Thursday, April 24, 2008

T4G Leaders on the Blinding Power of Personal Relationship

I realize there are many pastors in fundamentalist circles who aren't too sure yet about where these T4G leaders really stand on the essential nature of the gospel, the contemporary condition of evangelicalism, and the legitimate grounds of cooperation. That kind of understanding only comes by continued exposure to how they're drawing lines.

Last week, just after the close of T4G, Al Mohler hosted Ligon Duncan, Mark Dever, and C.J. Mahaney on his daily radio program. They discussed not only T4G, but also some of the theological issues that threaten orthodox Christianity now and in days to come.

In the immediate context of their veiled discussion of an ongoing controversy at a flagship evangelical seminary, Duncan made some comments that are quite relevant to these matters (17:23 into the program):
It shows you again, and you saw this up close and personal here, how much personalities and relationships play into this, where a personal relationship will blind you as to the theological issue at stake, to the well-being of the Church, and you don't do the hard thing that's the right thing for the people of God and for fidelity to the Scripture because of a personal relationship.
This is certainly not unique or out of character for Duncan and these others like him. It's certainly the kind of spirit that's in keeping with the message of the affirmation and denial proposed by Dave Doran:
We affirm that all genuine fellowship is in the gospel and that true gospel ministers and congregations must not grant Christian recognition or assistance to those who have denied the faith or turned away from the biblical gospel. We further affirm the biblical responsibility of elders and congregations to be vigilant in watching out for those who teach false doctrine and to turn away from and have no fellowship with them.

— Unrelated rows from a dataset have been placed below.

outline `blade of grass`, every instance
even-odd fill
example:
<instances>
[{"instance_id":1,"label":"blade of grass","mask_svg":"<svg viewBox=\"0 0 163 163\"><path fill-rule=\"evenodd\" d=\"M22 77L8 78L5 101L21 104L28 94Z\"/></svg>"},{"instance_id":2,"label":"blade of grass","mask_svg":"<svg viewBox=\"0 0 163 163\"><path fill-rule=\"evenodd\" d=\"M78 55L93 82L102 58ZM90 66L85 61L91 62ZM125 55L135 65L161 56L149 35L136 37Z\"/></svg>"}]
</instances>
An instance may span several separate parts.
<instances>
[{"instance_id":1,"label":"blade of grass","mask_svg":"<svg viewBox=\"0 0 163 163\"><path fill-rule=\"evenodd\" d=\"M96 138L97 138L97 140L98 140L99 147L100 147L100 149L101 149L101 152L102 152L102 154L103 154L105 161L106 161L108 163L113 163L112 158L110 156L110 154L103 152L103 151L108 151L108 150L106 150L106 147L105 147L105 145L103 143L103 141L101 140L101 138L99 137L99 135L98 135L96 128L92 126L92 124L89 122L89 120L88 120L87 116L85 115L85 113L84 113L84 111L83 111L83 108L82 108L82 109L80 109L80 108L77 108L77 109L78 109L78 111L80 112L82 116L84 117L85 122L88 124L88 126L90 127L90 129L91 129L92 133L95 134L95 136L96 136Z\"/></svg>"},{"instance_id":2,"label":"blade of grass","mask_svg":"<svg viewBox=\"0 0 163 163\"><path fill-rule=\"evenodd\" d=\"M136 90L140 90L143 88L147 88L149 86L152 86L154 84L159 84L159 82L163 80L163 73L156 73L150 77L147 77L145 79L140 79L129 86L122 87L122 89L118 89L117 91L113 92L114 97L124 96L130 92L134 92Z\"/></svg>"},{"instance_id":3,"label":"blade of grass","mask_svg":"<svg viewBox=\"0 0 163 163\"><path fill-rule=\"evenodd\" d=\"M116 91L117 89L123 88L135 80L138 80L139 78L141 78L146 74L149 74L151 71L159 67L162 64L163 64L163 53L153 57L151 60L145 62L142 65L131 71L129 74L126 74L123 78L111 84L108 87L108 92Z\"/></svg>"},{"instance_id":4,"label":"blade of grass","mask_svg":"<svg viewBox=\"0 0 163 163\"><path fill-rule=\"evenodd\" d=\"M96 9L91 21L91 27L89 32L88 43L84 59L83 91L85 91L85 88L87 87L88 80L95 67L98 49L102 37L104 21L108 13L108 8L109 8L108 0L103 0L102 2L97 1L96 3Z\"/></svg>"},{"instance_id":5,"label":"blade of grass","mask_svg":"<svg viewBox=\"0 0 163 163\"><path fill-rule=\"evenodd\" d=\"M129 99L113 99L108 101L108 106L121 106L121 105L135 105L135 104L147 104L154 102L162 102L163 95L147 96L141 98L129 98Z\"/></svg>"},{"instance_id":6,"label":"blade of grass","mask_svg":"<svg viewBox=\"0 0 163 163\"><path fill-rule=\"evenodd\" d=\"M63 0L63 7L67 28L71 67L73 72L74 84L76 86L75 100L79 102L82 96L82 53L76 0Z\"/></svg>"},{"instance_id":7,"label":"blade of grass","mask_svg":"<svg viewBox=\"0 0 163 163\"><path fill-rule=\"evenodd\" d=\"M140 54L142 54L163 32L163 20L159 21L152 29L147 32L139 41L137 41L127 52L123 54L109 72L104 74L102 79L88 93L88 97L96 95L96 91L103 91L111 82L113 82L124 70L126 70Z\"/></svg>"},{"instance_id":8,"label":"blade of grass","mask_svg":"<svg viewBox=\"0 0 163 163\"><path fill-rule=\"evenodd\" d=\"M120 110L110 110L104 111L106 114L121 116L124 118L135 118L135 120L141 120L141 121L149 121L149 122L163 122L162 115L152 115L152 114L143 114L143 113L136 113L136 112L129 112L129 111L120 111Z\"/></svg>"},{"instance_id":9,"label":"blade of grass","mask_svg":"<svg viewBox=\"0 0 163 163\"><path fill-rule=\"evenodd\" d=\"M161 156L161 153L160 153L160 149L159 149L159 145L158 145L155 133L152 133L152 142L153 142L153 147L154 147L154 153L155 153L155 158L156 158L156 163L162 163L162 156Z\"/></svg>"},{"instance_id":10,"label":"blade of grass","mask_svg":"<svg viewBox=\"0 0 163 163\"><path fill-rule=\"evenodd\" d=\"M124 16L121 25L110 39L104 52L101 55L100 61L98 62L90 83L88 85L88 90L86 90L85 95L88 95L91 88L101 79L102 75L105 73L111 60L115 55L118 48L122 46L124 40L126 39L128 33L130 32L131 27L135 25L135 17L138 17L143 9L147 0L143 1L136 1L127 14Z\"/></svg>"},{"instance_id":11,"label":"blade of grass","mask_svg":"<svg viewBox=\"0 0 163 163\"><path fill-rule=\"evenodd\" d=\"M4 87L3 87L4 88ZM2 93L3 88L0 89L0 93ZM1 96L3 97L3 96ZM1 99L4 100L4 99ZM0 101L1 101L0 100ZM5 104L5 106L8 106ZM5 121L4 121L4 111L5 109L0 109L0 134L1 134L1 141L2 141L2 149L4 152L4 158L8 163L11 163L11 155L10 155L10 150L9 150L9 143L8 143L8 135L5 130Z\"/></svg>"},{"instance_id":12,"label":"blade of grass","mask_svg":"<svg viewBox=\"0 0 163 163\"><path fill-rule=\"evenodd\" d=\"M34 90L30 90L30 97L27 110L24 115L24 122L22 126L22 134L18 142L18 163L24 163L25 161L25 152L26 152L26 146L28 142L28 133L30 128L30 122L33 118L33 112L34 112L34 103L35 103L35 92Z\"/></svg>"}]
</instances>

We deny that the biblical calls for unity and separation are contrary to one another, and that refusing Christian fellowship to false teachers and false congregations is schismatic. We further deny that confessional subscription necessarily contradicts soul liberty. We also deny that the glory of God and good of the church are properly advanced through theological and ecclesiastical union with those who have denied the gospel.
More on this soon to come.


mytwocents said...

Speaking of Doran, I actually wrote "He sounds like Doran" in my notes during Dever's comments about not including non-essentials as part of the gospel, especially when he critiqued a view of the KOG that has us advancing it with social efforts.

Ben said...

There is certainly a great deal of commonality. I think they realize that.